それよりも…<道>を極めようとする人達が異世界転移に選ばれている
可能性がある。
この言葉は結構ヒントになるんじゃないだろうか?
剣道に茶道?
ならば柔道 躰道 弓道 合気道 杖道 居合道 銃剣道 空手道…
なんなら修験道とかもあり得るじゃん…。
これじゃあ、日本人めちゃくちゃ呼ばれてないか?
でも、文系の人が呼ばれるのは結構シンドイだろうな。
華道、書道、香道…うーん。法則でもあるんだろうか?
それに、俺にも何かスキルというのが付いているのなら先生の手助けが
出来るかもしれない。
でもなぁ…サリュー様を放って置けないし、悩むなぁ。
サリュー様、結構末期な感じするし。
ここでバシャを引き離したら親子関係の修復は無理だ。
どうするかなぁ…今月末って後二週間位しかないよな?
「孝臣殿?」
カシャは、うんうんと唸る孝臣の顔を覗き込み、その眉間に皺を寄せた
顔を見つめた。

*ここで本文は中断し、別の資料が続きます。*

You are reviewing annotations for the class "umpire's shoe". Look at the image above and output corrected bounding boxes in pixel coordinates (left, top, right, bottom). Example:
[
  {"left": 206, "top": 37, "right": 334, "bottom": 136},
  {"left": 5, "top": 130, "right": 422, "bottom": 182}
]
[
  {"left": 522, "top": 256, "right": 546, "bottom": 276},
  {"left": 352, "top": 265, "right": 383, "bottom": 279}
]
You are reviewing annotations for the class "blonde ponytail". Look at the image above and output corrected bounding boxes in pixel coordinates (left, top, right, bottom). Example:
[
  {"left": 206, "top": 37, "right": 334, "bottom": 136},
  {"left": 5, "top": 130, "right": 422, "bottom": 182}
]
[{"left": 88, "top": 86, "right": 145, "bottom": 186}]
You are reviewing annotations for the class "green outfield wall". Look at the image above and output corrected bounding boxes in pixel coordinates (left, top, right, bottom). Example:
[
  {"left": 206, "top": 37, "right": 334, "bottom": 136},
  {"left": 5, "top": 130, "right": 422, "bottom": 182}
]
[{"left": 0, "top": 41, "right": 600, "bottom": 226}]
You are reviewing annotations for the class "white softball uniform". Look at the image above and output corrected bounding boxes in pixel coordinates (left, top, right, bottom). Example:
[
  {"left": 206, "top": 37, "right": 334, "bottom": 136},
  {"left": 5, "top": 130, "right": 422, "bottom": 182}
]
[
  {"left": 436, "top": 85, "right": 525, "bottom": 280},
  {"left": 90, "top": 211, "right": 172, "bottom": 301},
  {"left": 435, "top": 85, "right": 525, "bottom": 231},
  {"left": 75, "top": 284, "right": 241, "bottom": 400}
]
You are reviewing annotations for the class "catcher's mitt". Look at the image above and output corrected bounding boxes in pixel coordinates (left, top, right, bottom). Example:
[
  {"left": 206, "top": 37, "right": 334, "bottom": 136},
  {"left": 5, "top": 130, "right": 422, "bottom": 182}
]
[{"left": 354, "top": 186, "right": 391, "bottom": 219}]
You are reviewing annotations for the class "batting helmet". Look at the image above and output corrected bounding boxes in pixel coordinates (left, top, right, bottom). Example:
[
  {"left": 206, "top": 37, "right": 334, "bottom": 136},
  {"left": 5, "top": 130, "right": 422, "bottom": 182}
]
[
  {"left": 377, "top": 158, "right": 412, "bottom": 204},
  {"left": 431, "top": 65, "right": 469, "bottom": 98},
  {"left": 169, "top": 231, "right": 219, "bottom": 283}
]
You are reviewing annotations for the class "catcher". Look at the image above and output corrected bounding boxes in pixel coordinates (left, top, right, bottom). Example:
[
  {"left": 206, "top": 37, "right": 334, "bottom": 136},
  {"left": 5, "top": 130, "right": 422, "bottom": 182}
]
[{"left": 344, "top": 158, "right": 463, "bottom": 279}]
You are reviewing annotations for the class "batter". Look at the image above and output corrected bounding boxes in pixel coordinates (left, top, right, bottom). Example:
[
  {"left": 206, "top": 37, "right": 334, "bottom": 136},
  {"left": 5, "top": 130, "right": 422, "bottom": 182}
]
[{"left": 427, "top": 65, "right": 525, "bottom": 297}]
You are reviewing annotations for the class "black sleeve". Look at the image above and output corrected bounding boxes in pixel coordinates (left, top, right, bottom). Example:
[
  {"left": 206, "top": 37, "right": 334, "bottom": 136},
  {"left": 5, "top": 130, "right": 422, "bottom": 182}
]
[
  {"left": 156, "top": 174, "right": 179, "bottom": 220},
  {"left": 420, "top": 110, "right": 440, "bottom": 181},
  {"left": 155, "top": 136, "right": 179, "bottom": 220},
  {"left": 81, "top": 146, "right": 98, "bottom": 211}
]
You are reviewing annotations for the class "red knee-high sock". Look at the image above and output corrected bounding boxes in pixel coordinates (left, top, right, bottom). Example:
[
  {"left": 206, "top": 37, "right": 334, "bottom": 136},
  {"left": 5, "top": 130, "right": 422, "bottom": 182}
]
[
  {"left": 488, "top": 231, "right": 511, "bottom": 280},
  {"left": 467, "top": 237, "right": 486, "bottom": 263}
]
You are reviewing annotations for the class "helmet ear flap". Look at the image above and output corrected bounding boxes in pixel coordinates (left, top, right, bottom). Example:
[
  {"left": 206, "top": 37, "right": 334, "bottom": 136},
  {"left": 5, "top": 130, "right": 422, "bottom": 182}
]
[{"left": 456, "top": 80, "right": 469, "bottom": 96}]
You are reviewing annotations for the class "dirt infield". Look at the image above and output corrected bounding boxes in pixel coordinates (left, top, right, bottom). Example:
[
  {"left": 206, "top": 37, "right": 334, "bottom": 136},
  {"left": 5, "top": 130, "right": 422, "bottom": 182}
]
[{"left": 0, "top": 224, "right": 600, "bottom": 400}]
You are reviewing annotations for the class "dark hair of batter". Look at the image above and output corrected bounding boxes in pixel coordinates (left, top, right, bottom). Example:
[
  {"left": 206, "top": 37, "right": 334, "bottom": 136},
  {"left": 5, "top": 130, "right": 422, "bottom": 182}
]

孝臣は頭を掻きながらカシャに相談させて欲しいと
言い、カシャは「俺は聞き役しか出来ないがいいか?」と言った。
「成程…それは悩むな」
「サリュー様への食事療法と彼方の世界の薬を使った治験を放っては行けないしなぁ」
「それは、こちらの医師に引き継げない物なのか?」
「うーん…既に彼等はサリュー様は末期だと決めて大した治療はしていないし、彼方の医療や食事療法を知ってる俺と同じ物の見方を求めるのは…難しいですね」
「そうか…で、食事でなんとかなりそうなのか?」
「いやいや、まだ作り始めて2日ですから。そんなに直ぐ結果は出ませんよ」
「ならば、せめて食事の作り方位はこちらの料理人に教えて、医師の診察に合わせた物を作らせてはどうだ?」
「そうっすねぇ、でもなぁ…難しいんですよね」
「…ならば症状に合わせた料理を作り置きして、体調に合わせてお出しすれば良いのではないか?」
カシャはマジックバックを指差して、症状とその時出すべき料理を
リスト化すればこちらの人員でも対応は出来ると言った。
そこ言葉に、孝臣は納得していたが不安もあって決めきれずにいる。
「陛下と相談してみますよ」
「そうだな、それが良いだろうな。だったら俺は陛下に謁見を頼んでおこう。今日返事が来るだろうから、分かったら教えてやるよ」
「ありがとうございます!助かります!」
カシャは『ご馳走さん』と言うと席を立ち、厨房から出ていった。
孝臣はナナセからの手紙を読み返しながら、優先順位を
つける事にした。
「どちらも長期戦な案件だから、まずすべきはバシャ殿下だな。万が一、親の死に目に会えないなんて事は絶対あっちゃいけないよな。うし、早速殿下に会いに行くか」
そう言うと、孝臣は色々とナナセに分けてもらった
お菓子を皿に乗せて、バシャの部屋へと向かった。